Reacher and his team are ambushed while paying their respects to a fallen comrade in an exciting episode of Prime Video’s hit Reacher. A defector makes an awkward return to NASA while a devious plot unfolds on Mars in For All Mankind. The Peabody-winning Craft in America shines a light on miniature crafts.
Reacher
Even a funeral isn’t safe for Reacher (Alan Ritchson) and his former Army buddies in another exciting episode of the hit series based on Lee Child’s books. The hulking hero gains new respect for the NYPD’s Det. Guy Russo (the hugely entertaining Domenick Lombardozzi) when Reacher sees how good he is with the son of their fallen comrade, but after they’re ambushed at graveside, Reacher is far less impressed by the officer’s driving skills. “I thought this was supposed to be a high-speed pursuit,” he grumbles as Russo tries to keep up with a fleeing shooter. Elsewhere, Neagley (Maria Sten) and Dixon (Serinda Swan) head to Denver to get intel on New Age Technologies, only to run across a violent hijacking of some very dangerous hardware.
For All Mankind
Having defected to Russia for very complicated reasons, former NASA director Margo Madison (Wrenn Schmidt) isn’t surprised to get the cold shoulder from her former colleagues when she reluctantly returns to Houston to assist in the plans to retrieve a valuable asteroid. But she’s in for a real shock when an important figure from her past tracks her down. Up on Mars, disgruntled Ed Baldwin (Joel Kinneman) schemes with Helios founder Dev Ayesa (Edi Gathegi) to subvert the asteroid capture for their own benefit, risking anything and anyone to get what they want. With only two more episodes of the excellent Season 4 remaining, we can’t help but watch this subplot unfold with dread.
Craft in America
The Peabody Award-winning series devoted to the cultural significance of handmade objects and their creators returns with two episodes, including a close look at painstakingly detailed miniature crafts, featuring artists from Cuba and Mexico to Uzbekistan and the U.S. The hour includes a visit to Santa Fe’s International Folk Art Market and the New Mexico Museum of Art, where the late Gustave Baumann’s century-old marionettes are on display. An accompanying episode about the intersection of “Play” and art includes segments on distinctive piñatas, handmade puppets and cleverly repurposed items like a unicorn fashioned from Mardi Gras beads. It’s OK to try this at home.

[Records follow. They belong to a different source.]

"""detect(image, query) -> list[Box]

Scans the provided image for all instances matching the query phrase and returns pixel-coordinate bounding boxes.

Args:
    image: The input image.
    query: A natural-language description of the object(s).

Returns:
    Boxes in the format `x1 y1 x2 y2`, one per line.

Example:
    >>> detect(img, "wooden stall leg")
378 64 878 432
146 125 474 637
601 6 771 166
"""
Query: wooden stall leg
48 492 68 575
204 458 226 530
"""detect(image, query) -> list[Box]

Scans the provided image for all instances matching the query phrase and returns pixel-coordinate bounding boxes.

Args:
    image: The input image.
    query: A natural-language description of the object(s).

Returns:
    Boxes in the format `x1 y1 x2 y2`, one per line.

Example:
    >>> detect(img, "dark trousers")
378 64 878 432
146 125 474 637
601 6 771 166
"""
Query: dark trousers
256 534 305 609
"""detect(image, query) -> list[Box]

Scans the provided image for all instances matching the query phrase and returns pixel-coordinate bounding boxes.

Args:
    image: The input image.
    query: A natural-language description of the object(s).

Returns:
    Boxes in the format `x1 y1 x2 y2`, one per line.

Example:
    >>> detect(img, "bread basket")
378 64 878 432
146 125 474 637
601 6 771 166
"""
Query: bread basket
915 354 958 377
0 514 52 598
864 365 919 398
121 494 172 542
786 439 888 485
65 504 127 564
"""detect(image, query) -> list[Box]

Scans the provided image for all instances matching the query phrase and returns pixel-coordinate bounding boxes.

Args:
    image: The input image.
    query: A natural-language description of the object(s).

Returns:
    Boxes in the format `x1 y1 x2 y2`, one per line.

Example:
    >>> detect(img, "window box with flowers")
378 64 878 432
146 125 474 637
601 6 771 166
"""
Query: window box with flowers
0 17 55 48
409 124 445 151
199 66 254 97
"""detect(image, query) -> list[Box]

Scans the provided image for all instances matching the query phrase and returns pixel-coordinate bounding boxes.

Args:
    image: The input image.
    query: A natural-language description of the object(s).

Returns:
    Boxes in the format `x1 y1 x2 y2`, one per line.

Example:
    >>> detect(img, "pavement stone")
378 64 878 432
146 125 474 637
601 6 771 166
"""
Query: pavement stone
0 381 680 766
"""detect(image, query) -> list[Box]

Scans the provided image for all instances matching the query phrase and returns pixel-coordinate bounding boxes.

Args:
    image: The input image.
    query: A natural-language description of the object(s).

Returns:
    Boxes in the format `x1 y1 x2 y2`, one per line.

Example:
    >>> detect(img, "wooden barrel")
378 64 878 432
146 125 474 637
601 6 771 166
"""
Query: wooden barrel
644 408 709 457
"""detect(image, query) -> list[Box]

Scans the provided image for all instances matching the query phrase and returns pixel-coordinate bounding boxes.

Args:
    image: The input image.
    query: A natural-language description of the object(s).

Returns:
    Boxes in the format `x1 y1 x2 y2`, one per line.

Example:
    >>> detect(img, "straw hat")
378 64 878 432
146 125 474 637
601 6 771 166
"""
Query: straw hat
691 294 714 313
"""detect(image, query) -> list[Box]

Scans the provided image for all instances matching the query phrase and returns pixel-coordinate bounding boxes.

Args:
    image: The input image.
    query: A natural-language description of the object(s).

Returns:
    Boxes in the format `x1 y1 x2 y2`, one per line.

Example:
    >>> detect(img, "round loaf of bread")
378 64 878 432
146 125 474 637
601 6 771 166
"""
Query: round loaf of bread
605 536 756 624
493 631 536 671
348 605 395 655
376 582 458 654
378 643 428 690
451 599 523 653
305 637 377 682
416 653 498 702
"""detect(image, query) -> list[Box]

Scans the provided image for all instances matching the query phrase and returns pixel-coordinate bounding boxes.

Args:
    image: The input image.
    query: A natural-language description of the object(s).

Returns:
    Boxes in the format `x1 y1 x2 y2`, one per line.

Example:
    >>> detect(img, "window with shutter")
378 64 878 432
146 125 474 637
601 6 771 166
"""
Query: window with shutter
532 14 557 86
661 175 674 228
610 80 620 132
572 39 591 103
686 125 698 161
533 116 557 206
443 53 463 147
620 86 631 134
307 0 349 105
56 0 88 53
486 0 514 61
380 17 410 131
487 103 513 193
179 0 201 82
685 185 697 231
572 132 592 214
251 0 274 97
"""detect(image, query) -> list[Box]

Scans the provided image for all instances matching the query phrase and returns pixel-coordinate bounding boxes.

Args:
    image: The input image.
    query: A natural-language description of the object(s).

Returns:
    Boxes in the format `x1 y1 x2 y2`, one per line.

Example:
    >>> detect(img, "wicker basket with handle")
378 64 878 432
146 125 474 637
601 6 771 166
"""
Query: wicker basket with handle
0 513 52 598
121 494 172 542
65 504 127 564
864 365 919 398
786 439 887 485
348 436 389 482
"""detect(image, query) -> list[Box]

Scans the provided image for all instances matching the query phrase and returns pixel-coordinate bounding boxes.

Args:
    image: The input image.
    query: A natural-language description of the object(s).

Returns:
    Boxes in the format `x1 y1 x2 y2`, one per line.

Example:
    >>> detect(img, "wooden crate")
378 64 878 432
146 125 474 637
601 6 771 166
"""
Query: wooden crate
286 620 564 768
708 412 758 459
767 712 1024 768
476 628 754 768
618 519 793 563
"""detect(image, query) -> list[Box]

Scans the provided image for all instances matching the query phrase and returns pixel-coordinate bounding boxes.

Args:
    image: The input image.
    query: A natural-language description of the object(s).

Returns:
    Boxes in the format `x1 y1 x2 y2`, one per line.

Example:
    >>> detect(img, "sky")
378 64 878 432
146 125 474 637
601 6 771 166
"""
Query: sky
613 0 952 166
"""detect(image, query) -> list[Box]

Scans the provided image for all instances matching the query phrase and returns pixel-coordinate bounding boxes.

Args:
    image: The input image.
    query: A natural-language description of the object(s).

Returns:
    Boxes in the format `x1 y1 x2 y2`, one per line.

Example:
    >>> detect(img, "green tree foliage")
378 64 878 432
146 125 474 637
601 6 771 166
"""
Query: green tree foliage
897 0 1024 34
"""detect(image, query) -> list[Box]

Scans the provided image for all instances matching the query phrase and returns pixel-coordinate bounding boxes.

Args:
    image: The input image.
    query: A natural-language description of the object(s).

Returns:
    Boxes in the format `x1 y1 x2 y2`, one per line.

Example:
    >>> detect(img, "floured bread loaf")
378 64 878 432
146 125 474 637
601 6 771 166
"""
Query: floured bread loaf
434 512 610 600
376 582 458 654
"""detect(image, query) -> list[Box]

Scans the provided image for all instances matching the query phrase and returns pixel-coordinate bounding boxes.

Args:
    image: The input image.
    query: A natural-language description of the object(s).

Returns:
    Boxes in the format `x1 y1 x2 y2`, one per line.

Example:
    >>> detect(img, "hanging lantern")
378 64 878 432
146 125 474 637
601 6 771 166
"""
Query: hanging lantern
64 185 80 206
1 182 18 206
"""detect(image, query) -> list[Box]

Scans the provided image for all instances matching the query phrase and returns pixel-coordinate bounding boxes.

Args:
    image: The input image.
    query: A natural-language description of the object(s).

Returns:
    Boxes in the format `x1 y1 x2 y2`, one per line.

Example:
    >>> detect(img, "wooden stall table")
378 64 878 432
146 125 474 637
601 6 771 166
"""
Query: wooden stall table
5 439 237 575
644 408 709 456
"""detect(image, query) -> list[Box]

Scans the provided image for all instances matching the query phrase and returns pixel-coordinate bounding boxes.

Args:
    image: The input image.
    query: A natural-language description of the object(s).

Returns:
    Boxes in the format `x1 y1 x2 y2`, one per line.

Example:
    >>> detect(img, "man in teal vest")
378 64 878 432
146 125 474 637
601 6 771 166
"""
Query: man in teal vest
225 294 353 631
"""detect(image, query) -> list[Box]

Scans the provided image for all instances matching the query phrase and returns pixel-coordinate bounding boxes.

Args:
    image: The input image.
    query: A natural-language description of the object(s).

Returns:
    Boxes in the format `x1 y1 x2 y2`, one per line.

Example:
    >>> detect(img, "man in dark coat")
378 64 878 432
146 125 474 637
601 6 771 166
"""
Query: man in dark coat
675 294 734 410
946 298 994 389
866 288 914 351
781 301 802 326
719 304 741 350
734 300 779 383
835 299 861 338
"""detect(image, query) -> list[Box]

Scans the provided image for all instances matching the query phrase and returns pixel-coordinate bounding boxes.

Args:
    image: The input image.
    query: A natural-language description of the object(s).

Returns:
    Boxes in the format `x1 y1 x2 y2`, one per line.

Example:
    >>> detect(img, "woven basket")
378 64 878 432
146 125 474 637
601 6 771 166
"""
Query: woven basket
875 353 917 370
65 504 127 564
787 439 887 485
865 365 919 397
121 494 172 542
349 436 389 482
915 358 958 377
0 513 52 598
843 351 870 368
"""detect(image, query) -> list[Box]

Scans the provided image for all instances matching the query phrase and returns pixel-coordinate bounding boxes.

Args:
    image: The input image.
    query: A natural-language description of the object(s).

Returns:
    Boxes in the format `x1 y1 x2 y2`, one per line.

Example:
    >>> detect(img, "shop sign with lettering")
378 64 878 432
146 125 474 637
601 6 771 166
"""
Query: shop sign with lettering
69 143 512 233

The World According to Football
The docuseries about soccer’s potential to effect social change ends in Qatar. Narrator Trevor Noah covers how the world’s focus on the 2022 FIFA World Cup’s host country exposed the way it dropped the ball on human rights.
Monarch: Legacy of Monsters
The painfully slow build of this fantasy thriller can be frustrating, but with signs pointing to another Godzilla-size catastrophe looming, Monarch sends the young heroes to Kazakhstan, site of the 1959 tragedy, where Shaw (Kurt Russell) plans to seal the portal to the underground where monsters dwell. “There’s a world down there,” he tells Cate (Anna Sawai), “and it’s not ours.” But somehow, these worlds always have a way of colliding.
BOWL MANIA:
- Heading into the New Year’s weekend, where playoff games at the Rose and Sugar Bowls will decide who’ll play in the National Championship Game in January, regional bowl games proliferate. The lineup includes the TaxSlayer Gator Bowl (noon ET, ESPN) in Jacksonville, with No. 22 Clemson vs. Kentucky; the Tony the Tiger Sun Bowl (2 pm/ET, CBS) in El Paso, with No. 16 Notre Dame vs. No. 19 Oregon State; the AutoZone Liberty Bowl (3:30 pm/ET, ESPN) in Memphis, with Memphis vs. Iowa State; and the Goodyear Cotton Bowl Classic (8 pm/ET, ESPN) in Dallas, with No. 9 Missouri vs. No. 7 Ohio State.